Eine Klasse von epigenetischen Modifikationen beinhaltet die Anlage von chemischen Gruppen, die zu einem der vier „Buchstaben“, oder Basen, der DNA. Diese Markierungen verändern nicht die DNA-Sequenz selbst, sondern vielmehr Einfluss auf die an-und abschalten von Genen. Zwei der häufigsten Modifikationen dieser Art beinhalten die Zugabe von chemischen methyl-und hydroxymethyl-Gruppen an Cytosin zu erstellen, die 5-methylcytosine (5mC) und 5-hydroxymethylcytosine (5hmC). „Abnormale Muster von 5mC und 5hmC überfluss sind die klassischen Markenzeichen der Krebs,“ Song gesagt.

Seit Jahrzehnten sind Biologen stützte sich auf die-bisulfite zu erkennen, 5mC und 5hmC änderungen, aber die Chemie ist extrem zerstörerisch, erniedrigend, so viel wie 99% der DNA-Kontakte. „Sie können sich vorstellen, dass, wenn Sie Umgang mit sehr begrenzten genetischen Proben, wie cell-free DNA zirkuliert im Blut, bisulfite Sequenzierung wird sehr herausfordernd“, Song gesagt.

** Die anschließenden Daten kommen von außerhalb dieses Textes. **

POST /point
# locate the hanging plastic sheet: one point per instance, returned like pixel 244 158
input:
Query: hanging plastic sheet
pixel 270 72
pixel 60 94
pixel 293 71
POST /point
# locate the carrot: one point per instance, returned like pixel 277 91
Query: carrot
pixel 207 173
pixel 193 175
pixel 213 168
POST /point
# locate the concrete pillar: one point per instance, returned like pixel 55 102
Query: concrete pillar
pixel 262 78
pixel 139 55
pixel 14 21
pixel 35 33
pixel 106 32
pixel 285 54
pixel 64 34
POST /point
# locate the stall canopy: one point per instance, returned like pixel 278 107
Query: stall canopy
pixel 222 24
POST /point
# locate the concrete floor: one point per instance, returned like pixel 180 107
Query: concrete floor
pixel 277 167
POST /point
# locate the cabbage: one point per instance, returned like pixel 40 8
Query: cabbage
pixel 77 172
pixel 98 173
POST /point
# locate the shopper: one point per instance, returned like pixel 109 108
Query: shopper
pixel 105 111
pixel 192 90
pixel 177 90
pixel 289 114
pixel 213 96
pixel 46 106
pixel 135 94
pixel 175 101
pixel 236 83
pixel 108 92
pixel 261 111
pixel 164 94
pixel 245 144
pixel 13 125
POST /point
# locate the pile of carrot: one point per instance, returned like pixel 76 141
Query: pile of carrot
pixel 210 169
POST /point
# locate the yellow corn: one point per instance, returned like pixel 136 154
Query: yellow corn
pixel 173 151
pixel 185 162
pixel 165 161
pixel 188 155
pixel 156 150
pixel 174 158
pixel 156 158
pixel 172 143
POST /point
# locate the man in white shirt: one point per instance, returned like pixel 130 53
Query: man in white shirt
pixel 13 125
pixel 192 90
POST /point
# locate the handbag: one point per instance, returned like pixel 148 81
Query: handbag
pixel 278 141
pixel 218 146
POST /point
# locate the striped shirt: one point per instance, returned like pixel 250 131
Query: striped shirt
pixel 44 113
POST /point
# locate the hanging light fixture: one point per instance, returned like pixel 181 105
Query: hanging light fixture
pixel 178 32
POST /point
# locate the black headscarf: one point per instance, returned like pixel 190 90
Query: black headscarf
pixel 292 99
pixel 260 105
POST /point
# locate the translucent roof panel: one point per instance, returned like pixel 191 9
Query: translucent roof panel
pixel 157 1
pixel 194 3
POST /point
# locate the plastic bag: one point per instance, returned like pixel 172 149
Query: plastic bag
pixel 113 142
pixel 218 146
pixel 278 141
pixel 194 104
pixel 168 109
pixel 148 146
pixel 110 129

Eine weitere Einschränkung der bisulfite Sequenzierung ist, dass es erkennt, 5mC und 5hmC nur indirekt. Die Technik wandelt unverändert Cytosin zu einer ähnlichen base namens uracil, während methylierte Cytosin intakt. „Das ist sehr ineffizient und Berechnung intensiv,“ Song gesagt. „Es ist wie die Suche nach Waldo durch den Wegfall jeder, der nicht Waldo. TAPS können, uns zu finden, Waldo direkt.“

Die neue Methode beinhaltet zwei Schritte. Die erste verwendet ein Enzym, bekannt als TET zu konvertieren 5mC und 5hmC zu einer Dritten änderung, 5-carboxylcytosine (5caC). Der zweite Schritt beinhaltet eine neue Chemische Reaktion, entwickelt von Liu Yibin, ein Postdoc-Forscher in der Song ‚ s lab zu konvertieren 5caC in Thymin — eine DNA-base, die gelesen werden kann, die von gewöhnlichen Sequenzierung Maschinen.

Der Prozess erzeugt eine neue Art von Daten, und das Labor von Schuster-Böckler entwickelt computergestützte Methoden, die für Ihre Analyse. „Im Vergleich zu bisulfite-sequencing, Bearbeitung TAPS-Daten nicht nur doppelt so schnell, er behält auch viel mehr Informationen aus der ursprünglichen Probe. Dies macht es viel leichter zu erkennen, Mutationen und strukturellen Veränderungen, auch während die Identifizierung der DNA-Modifikationen, die“ Schuster-Böckler, sagte.

Nach der Demonstration, dass die Kern-Chemie der TAPS gearbeitet, das team verbrachten ein Jahr perfektionieren, wodurch die Effizienz der Reaktion von über 70% auf über 95%. Die Forscher entwickelten zwei Varianten des ARMATUREN-Technik — ARMATUREN-Beta-und CAPS-die verwendet werden können, um zu erkennen, nur 5mC oder 5hmC, beziehungsweise.

In tests mit Maus-DNA zeigten die Forscher, dass TAPS erzeugen kann, genauer Sequenzierungs-Daten an die Hälfte der Kosten bisulfite Sequenzierung. „Wir können doppelt so viel nützliche Daten für die gleiche Menge an Geld,“ – Song gesagt.

Song, Schuster-Böckler und Kollegen sind jetzt Veredelung WASSERHÄHNE zu analysieren, cell-free DNA-Schuppen, die von Tumoren in die Blutbahn mit dem Ziel, die Anwendung der Technik zu entwickeln, minimal invasiven Krebsdiagnostik.